Miguel José Yacamán (born 1946 in Córdoba, Veracruz) is a Mexican physicist who has made contributions to the fields of materials science, nanotechnology, and physics.

His research has focused on the correlation of structure and properties in nanomaterials and he has developed electron microscopy methods to study nanoparticles and 2-D materials. The present focuses of his work are to develop the nanoscale equivalent of high entropy alloys and new catalysts to produce cleaner fuels.

He earned his Ph.D. in Physics in 1972 from the National Autonomous University of Mexico and did his postdoctoral materials science studies at the University of Oxford. He was also a Postdoctoral Fellow at the NASA Ames Research Center in Mountain View, California from 1978-1979.

Yacamán became the director of the Institute of Physics from 1983-1991.  He was the Reese Endowed Professor in Engineering at the University of Texas at Austin from 2001-2008. In 2008, he joined The University of Texas at San Antonio (UTSA) to chair the Department of Physics and Astronomy in the College of Sciences until 2018.
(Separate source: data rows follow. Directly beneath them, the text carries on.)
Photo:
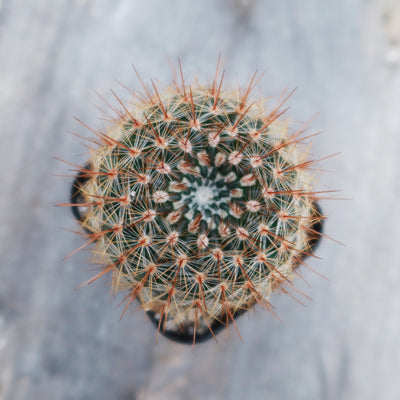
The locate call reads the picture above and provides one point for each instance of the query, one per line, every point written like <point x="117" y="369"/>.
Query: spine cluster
<point x="200" y="204"/>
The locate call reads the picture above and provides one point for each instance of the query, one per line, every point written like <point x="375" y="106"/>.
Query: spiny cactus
<point x="200" y="203"/>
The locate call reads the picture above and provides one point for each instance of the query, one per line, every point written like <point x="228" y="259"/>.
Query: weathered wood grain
<point x="344" y="58"/>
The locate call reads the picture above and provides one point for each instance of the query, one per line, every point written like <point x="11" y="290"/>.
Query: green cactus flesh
<point x="200" y="204"/>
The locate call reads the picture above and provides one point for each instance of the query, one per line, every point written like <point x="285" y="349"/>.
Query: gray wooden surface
<point x="60" y="343"/>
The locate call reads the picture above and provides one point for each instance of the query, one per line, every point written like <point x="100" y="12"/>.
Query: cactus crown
<point x="200" y="204"/>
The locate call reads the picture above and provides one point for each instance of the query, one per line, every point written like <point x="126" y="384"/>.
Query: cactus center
<point x="203" y="195"/>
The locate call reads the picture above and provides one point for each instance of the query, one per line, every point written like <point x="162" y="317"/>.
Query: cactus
<point x="200" y="203"/>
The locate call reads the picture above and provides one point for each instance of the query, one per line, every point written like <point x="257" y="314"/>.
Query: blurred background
<point x="344" y="59"/>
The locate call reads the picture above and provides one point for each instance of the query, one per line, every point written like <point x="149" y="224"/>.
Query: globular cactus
<point x="200" y="203"/>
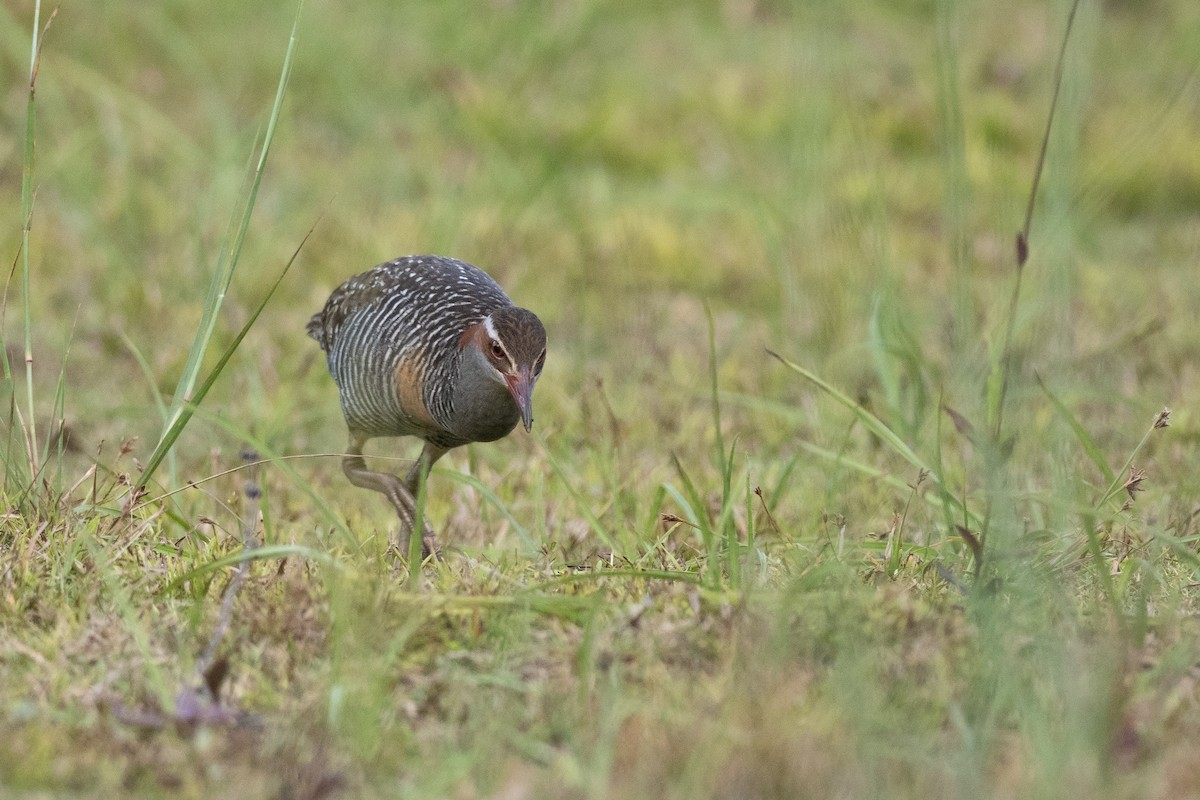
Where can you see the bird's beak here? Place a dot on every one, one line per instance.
(521, 386)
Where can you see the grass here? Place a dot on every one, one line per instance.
(941, 547)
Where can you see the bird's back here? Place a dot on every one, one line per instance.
(391, 340)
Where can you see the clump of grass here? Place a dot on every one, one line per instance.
(678, 583)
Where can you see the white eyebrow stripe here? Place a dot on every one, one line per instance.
(496, 337)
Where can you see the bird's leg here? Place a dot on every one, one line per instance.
(391, 487)
(430, 453)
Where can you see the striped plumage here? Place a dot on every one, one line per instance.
(430, 347)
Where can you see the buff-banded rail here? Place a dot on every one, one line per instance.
(426, 347)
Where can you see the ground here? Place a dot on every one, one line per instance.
(827, 494)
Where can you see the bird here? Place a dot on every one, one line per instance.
(427, 347)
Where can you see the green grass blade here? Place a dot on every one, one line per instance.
(873, 422)
(1081, 435)
(267, 552)
(184, 414)
(496, 503)
(583, 509)
(185, 397)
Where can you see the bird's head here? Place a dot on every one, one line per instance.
(513, 342)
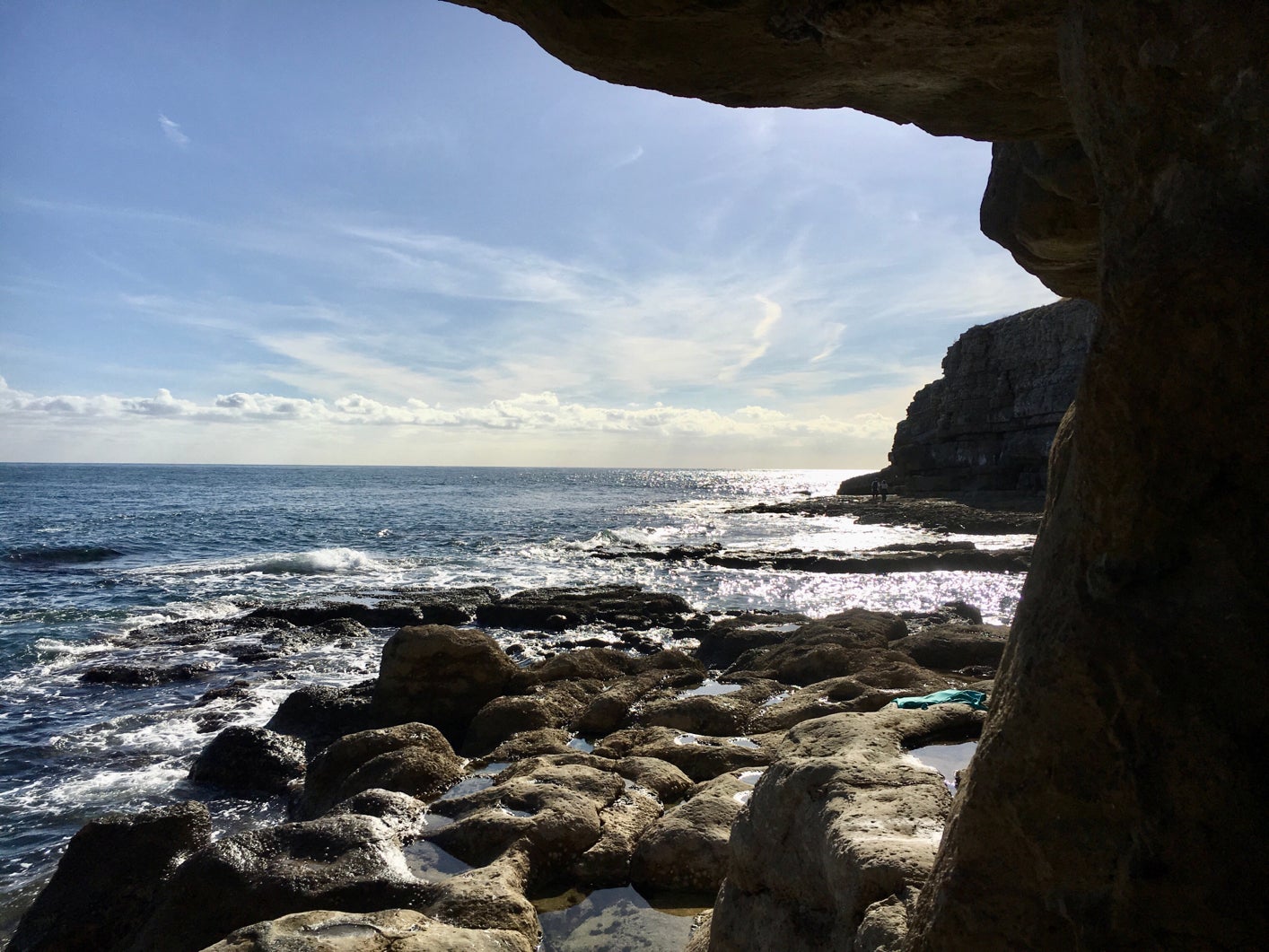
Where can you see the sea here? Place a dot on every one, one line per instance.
(92, 554)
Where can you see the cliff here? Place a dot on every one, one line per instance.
(989, 422)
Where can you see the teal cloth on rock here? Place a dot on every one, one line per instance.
(975, 698)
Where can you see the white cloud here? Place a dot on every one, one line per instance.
(542, 412)
(171, 130)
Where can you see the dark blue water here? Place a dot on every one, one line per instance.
(91, 554)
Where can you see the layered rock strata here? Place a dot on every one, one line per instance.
(989, 422)
(1116, 801)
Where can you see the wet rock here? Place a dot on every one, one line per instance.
(549, 706)
(404, 608)
(848, 643)
(526, 744)
(107, 878)
(702, 758)
(610, 707)
(729, 639)
(318, 713)
(441, 676)
(843, 819)
(144, 676)
(392, 930)
(687, 848)
(551, 804)
(885, 923)
(622, 824)
(829, 697)
(947, 613)
(664, 778)
(410, 758)
(563, 608)
(250, 761)
(489, 897)
(952, 648)
(349, 862)
(402, 814)
(719, 715)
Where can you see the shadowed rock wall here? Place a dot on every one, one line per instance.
(989, 422)
(1117, 798)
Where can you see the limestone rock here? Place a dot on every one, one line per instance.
(563, 608)
(1042, 205)
(687, 848)
(410, 758)
(319, 713)
(952, 648)
(843, 819)
(107, 878)
(989, 422)
(729, 639)
(622, 823)
(551, 706)
(548, 805)
(348, 862)
(250, 761)
(439, 676)
(699, 756)
(986, 70)
(391, 930)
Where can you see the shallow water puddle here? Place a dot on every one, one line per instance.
(711, 687)
(616, 921)
(432, 863)
(947, 758)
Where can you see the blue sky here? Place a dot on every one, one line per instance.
(398, 232)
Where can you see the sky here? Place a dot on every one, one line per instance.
(398, 232)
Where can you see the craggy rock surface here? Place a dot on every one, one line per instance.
(989, 422)
(107, 878)
(392, 930)
(389, 817)
(563, 608)
(439, 676)
(250, 761)
(843, 819)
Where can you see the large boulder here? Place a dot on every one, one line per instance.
(843, 819)
(952, 648)
(250, 761)
(391, 930)
(319, 713)
(548, 805)
(563, 608)
(410, 758)
(348, 862)
(107, 878)
(687, 848)
(439, 676)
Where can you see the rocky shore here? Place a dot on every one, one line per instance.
(621, 755)
(443, 804)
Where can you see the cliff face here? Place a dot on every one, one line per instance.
(989, 422)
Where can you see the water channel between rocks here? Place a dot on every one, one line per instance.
(617, 921)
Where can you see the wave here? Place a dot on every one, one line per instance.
(60, 555)
(318, 561)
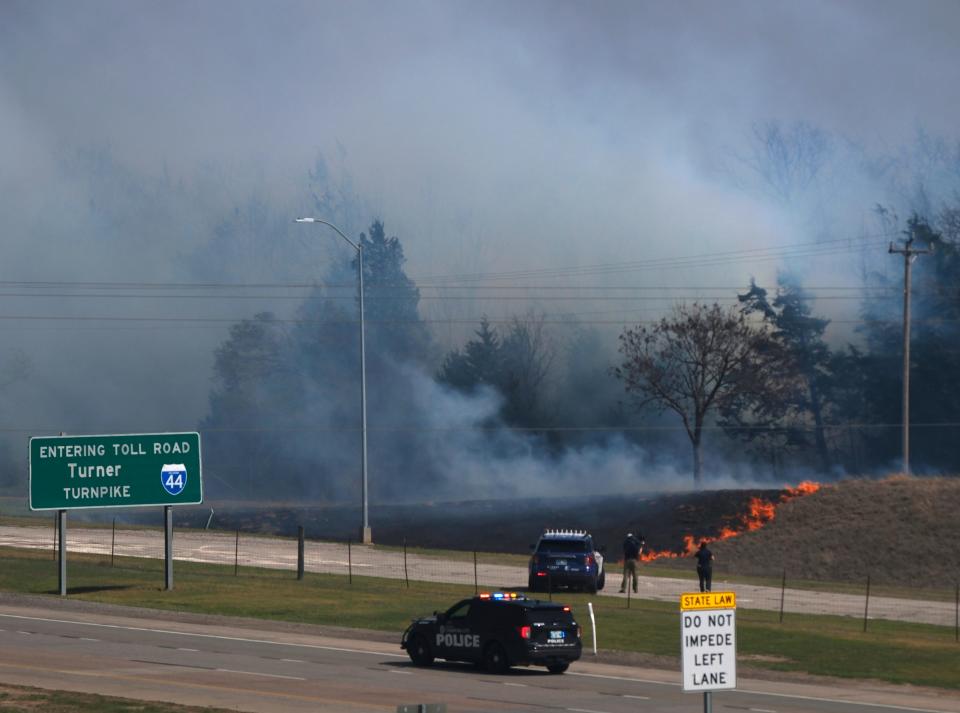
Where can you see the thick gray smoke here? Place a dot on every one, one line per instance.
(150, 145)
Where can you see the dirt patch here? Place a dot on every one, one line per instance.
(899, 530)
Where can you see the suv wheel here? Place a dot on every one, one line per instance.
(495, 658)
(419, 650)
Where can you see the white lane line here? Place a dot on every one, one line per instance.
(265, 675)
(200, 636)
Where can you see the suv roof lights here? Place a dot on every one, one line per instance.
(564, 533)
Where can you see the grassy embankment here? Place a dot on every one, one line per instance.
(21, 699)
(896, 652)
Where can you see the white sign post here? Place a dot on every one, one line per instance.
(708, 637)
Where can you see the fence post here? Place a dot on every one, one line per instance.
(866, 605)
(783, 588)
(300, 552)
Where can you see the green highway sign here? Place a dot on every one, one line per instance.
(128, 470)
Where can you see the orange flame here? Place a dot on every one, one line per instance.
(759, 513)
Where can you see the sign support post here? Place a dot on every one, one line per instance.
(168, 547)
(62, 550)
(708, 639)
(122, 470)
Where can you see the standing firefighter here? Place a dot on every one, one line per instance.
(632, 547)
(704, 566)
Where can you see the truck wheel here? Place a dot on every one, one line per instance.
(495, 658)
(419, 650)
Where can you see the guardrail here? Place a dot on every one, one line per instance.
(241, 554)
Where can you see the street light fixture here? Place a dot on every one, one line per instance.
(366, 536)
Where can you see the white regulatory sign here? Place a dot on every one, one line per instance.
(708, 636)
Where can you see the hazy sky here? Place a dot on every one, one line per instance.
(586, 124)
(490, 136)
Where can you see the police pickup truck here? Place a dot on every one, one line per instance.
(566, 558)
(497, 631)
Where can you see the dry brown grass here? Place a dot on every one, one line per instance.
(900, 530)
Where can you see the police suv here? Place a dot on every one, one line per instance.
(497, 631)
(566, 558)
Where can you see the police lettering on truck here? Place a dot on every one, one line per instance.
(459, 640)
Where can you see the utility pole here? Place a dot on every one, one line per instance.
(909, 255)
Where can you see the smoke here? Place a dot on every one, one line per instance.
(173, 143)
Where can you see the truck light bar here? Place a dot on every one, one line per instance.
(553, 533)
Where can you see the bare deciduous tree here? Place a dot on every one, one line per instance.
(699, 359)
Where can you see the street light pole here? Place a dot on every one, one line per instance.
(909, 255)
(366, 535)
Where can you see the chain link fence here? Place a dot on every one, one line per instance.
(238, 554)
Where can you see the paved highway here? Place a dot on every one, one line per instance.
(333, 557)
(266, 668)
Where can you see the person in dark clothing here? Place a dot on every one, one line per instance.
(704, 566)
(632, 547)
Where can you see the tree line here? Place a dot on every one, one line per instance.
(761, 372)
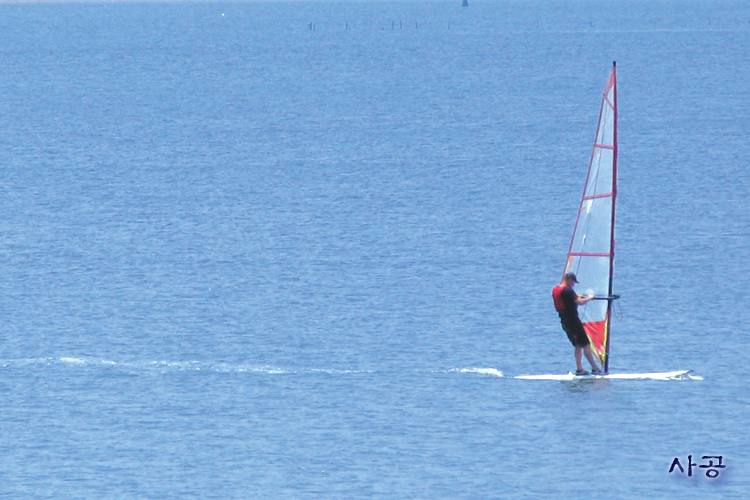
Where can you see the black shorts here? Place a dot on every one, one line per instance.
(576, 334)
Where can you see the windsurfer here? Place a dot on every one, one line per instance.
(567, 301)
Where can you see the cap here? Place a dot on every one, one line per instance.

As of 2019, he is a professor of physics at Northern Arizona University.

Research
Yacamán has done research on the structure and properties of nanoparticles including metals, semiconductors, and magnetic materials. He has worked on synthesis and characterization of new materials (mainly nanoparticles), surfaces and interfaces, defects in solids, electron diffraction and imaging theory, quasicrystals, archaeological materials, catalysis, and physics and chemistry of asphaltenes.

Yacamán is the author of 9 books and over 550 technical papers with over 32,000 total citations. His work in nanoparticles opened a new era in electron microscopy of finite size. He has acted as associate editor of journals such as Acta and Scripta Metallurgica, Catalysis Letters, Journal of Nanostructured Materials, Microscopy Research, and Techniques and Materials Chemistry.

In June 2005, in collaboration with Jose Luis Elechiguerra (Fulbright Fellow), he published a groundbreaking paper on the inhibitory properties of silver nanoparticles against HIV-1. (Journal of Nanobiotechnology)

Honors and distinctions
Yacamán has held the Guggenheim Fellowship, and was awarded numerous prizes such as the National Prize of Sciences of Mexico and the Prize of the National Academy of Mexico in Exact Sciences. He is a member of the Mexican National Research System (level III), and in May 2003 he was appointed National Researcher of Excellence by CONACyT.

Yacamán has also made many contributions to Mexican science as Science Director of CONACyT (National Council of Science and Technology) during the nineties establishing many new programs that changed Mexican science.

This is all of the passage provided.